But it is a very "corner" case...

In practice, I don't see more than three pages, three pages are rarely generated
by gist__int_ops (contrib/intarray).

> BTW, there's another problem with gistContinueInsert: it's not making
> WAL entries for the actions it takes.  It needs to do so --- consider
> for example the PITR case, where the log will be shipped somewhere else
> and then followed verbatim.  So you've got to add WAL entries for any
> recovery actions you take after reading the existing WAL entries.

Ugh, I see

> process.  In particular, we really don't want to call any user-defined
> datatype functions inside the critical section.

Agree

> be to compute all the required changes *but not make them*, then start
> the critical section, then apply the changes and make the WAL record.
> This seemed like a large enough change that I figured I'd better talk
> with you about it.  One idea I had was to generate the WAL record as the
> output of the decision-making code, and then the critical section would
> use the WAL record as its guide to what to do to the buffers.

Hmm, we will think.


> BTW, I'm confused about gistadjscans: seems to me that's either broken
> or unnecessary.  Since we no longer hold an exclusive lock on a gist
> index while inserting into it, the comment at gistscan.c line 33 is
> certainly wrong now.  If the adjustment is still necessary then some
> other mechanism needs to be devised to get the information to other
> backends.  If it's not necessary then I think we should take it out.
> I'm not totally familiar with the gist logic, but it looks to me like
> gistadjscans is only called during an insert into a non-leaf page,
> which makes me think it might be unnecessary --- do gist index scans
> ever stop on non-leaf pages?

It seems to me - you are right. I missed that. I'll remove it and test changes.

--
Teodor Sigaev                                   E-mail: teodor@sigaev.ru
                                                    WWW: http://www.sigaev.ru/

Re: pgsql: Improve gist XLOG code to follow the coding

From

Tom Lane

Date:

03 April 2006, 13:37:19

>> Hmm.  That probably needs to be redesigned then.

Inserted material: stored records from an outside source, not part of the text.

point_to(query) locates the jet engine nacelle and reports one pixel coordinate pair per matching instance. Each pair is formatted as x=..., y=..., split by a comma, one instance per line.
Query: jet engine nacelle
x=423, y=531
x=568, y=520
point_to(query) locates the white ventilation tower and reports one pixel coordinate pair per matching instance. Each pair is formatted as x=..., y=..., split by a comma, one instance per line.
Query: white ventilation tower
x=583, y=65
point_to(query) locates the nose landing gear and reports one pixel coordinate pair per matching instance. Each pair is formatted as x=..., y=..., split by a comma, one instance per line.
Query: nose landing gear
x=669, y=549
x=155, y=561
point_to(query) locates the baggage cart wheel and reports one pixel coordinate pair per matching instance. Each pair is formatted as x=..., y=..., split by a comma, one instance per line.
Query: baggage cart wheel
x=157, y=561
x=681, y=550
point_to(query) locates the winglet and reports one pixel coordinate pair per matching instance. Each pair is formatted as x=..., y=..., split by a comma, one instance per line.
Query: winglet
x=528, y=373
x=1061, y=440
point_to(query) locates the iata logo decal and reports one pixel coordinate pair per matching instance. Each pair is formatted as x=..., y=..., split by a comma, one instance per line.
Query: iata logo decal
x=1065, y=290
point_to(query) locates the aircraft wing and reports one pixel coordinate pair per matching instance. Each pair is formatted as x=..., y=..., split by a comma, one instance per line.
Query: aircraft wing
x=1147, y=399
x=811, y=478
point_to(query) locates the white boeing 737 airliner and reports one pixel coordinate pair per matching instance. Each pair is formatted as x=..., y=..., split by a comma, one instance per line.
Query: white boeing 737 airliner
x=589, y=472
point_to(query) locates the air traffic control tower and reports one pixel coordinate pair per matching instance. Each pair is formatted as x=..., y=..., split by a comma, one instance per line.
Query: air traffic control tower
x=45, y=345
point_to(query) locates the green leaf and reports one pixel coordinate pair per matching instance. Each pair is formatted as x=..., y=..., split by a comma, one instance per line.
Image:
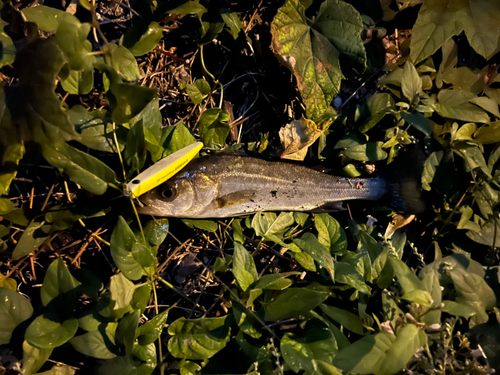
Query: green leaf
x=313, y=352
x=179, y=138
x=244, y=269
x=295, y=301
x=58, y=280
x=208, y=225
x=121, y=60
x=330, y=234
x=198, y=338
x=14, y=309
x=313, y=51
x=151, y=331
x=413, y=289
x=458, y=309
x=439, y=20
x=82, y=168
x=197, y=90
x=344, y=318
x=95, y=129
x=34, y=358
x=430, y=166
x=371, y=151
x=47, y=334
x=121, y=290
x=310, y=244
x=411, y=83
x=214, y=128
x=266, y=223
x=457, y=105
x=140, y=40
x=418, y=121
x=122, y=240
x=97, y=344
x=125, y=332
x=31, y=240
x=156, y=231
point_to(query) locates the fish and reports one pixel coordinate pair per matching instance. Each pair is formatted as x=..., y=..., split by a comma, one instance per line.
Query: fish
x=229, y=185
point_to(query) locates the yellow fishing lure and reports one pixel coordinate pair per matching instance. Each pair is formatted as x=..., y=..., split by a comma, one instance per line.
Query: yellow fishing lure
x=161, y=171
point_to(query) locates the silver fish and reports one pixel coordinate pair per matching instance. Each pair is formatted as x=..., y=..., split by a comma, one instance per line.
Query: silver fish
x=227, y=185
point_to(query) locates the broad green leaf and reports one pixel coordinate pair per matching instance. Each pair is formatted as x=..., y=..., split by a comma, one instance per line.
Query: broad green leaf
x=310, y=244
x=413, y=289
x=377, y=106
x=418, y=121
x=330, y=234
x=150, y=331
x=95, y=129
x=94, y=344
x=295, y=301
x=179, y=138
x=430, y=167
x=214, y=128
x=266, y=223
x=346, y=273
x=371, y=151
x=408, y=340
x=121, y=290
x=344, y=318
x=122, y=240
x=439, y=20
x=233, y=22
x=312, y=352
x=82, y=168
x=121, y=60
x=78, y=82
x=198, y=338
x=457, y=105
x=313, y=50
x=59, y=370
x=366, y=355
x=411, y=83
x=244, y=269
x=47, y=334
x=32, y=238
x=156, y=231
x=8, y=48
x=141, y=40
x=198, y=90
x=34, y=358
x=126, y=329
x=58, y=280
x=37, y=110
x=14, y=309
x=208, y=225
x=13, y=152
x=458, y=309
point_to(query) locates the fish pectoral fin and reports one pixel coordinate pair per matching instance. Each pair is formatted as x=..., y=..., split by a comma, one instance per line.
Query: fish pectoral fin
x=329, y=207
x=238, y=197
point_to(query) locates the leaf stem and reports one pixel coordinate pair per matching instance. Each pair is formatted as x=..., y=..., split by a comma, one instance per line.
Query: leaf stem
x=216, y=81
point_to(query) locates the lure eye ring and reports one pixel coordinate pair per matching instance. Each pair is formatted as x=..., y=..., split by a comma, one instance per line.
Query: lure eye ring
x=169, y=194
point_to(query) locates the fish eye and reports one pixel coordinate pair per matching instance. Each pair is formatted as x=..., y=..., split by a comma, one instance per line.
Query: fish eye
x=169, y=194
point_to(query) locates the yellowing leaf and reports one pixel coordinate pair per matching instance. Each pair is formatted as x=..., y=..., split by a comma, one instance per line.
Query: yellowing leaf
x=312, y=51
x=296, y=138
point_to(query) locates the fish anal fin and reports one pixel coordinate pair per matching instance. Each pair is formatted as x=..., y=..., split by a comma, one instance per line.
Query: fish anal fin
x=329, y=207
x=238, y=197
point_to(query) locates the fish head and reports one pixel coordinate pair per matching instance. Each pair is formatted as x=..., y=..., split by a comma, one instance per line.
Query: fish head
x=185, y=196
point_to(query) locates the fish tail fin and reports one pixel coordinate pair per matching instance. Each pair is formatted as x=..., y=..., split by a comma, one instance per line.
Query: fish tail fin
x=402, y=182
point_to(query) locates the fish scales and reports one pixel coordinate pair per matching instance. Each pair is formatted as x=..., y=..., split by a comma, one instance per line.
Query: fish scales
x=230, y=185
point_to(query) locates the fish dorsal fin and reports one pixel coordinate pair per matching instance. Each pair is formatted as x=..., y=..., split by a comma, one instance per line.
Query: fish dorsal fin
x=238, y=197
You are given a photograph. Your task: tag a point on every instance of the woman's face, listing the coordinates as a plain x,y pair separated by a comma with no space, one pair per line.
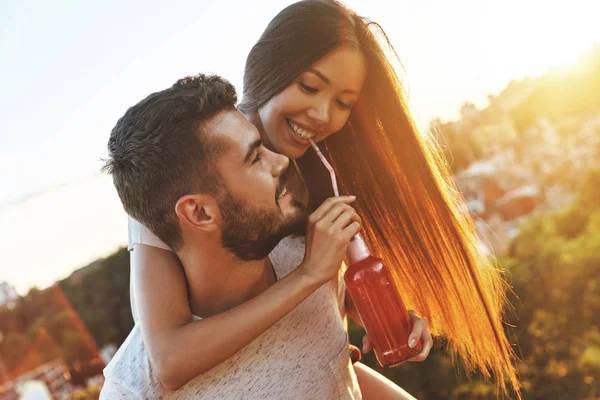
316,104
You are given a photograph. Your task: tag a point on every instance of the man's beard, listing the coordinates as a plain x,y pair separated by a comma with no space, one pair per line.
251,233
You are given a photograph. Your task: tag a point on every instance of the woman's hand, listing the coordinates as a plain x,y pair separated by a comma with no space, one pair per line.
420,331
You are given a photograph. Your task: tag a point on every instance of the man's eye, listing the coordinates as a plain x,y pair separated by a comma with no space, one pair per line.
308,89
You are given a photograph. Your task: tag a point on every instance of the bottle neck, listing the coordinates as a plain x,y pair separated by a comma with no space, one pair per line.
357,250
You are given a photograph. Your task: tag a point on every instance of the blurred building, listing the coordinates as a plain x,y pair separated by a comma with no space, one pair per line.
8,294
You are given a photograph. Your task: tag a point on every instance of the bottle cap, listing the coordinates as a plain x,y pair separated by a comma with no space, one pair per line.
357,250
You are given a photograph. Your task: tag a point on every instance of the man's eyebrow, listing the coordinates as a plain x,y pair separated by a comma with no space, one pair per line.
253,146
328,82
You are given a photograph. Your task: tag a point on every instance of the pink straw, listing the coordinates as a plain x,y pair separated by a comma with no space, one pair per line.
328,166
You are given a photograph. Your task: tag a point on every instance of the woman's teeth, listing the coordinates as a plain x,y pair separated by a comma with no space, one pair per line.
303,133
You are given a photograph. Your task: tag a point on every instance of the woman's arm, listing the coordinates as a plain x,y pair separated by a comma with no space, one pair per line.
181,349
375,386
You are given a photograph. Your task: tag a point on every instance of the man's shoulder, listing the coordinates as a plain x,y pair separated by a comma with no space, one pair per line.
112,390
130,367
288,254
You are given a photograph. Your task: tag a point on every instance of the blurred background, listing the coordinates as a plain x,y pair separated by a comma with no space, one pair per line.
510,89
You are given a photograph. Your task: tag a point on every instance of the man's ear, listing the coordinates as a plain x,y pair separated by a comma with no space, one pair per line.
198,212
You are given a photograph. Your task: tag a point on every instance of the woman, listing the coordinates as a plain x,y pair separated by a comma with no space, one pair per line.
320,69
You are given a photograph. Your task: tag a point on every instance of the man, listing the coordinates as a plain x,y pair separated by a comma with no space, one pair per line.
189,166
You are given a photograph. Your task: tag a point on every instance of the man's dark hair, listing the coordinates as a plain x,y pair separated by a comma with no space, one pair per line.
160,151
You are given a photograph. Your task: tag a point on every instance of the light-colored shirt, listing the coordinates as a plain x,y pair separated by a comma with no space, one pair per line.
303,356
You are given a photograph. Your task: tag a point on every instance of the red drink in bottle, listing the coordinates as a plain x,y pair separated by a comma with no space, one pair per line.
381,310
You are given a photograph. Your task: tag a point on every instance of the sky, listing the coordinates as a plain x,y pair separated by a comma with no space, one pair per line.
70,69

> Don't understand. Root will be fully regenerated and filled with invalid tuples.

Well, ISTM that if complete replay of the WAL sequence yields an invalid
index, then you've not got an adequate design for the WAL data.  Special
recovery actions really should only be needed if the WAL log is
incomplete (ie, it ends in the middle of a page-split sequence).

> I see, there is a problem with gistSplit: it can generate more than 3 pages
> (three - is a limit of XLogInsert) in a case of bad user's picksplit method...

I think we are OK on that, actually, because the page-split WAL record
is designed to rewrite all of the pages completely.  Only pages that are
going to be incrementally updated need to be exposed to XLogInsert.
So the root-page case in page-update is the only one that seems inadequate.

            regards, tom lane

Re: pgsql: Improve gist XLOG code to follow the coding

From

Teodor Sigaev

Date:

03 April 2006, 16:19:51

Tom Lane wrote:
>>> Hmm.  That probably needs to be redesigned then.
>
>> Don't understand. Root will be fully regenerated and filled with invalid tuples.
>
> Well, ISTM that if complete replay of the WAL sequence yields an invalid
> index, then you've not got an adequate design for the WAL data.  Special
> recovery actions really should only be needed if the WAL log is
> incomplete (ie, it ends in the middle of a page-split sequence).

Hm. The mentioned piece of code executes only for incomplete inserts.
It is a part of gistContinueInsert() called from  gist_xlog_cleanup()...

>> I see, there is a problem with gistSplit: it can generate more than 3 pages
>> (three - is a limit of XLogInsert) in a case of bad user's picksplit method...
>
> I think we are OK on that, actually, because the page-split WAL record
> is designed to rewrite all of the pages completely.  Only pages that are
> going to be incrementally updated need to be exposed to XLogInsert.
> So the root-page case in page-update is the only one that seems inadequate.

I was reading nbtree code and noticed, that new (just created) page fills "in
place", without START_CRIT_SECTION. As I understand, new page we can easy change
while it hasn't any link from other tree/pages.

gistSplit fills shadow (returned by PageGetTempPage()) of original page, so,
in that case, splitSplit can postpone PageRestoreTempPage() to caller. I can
make changes of gistSplit() on this week.

--
Teodor Sigaev                                   E-mail: teodor@sigaev.ru
                                                    WWW: http://www.sigaev.ru/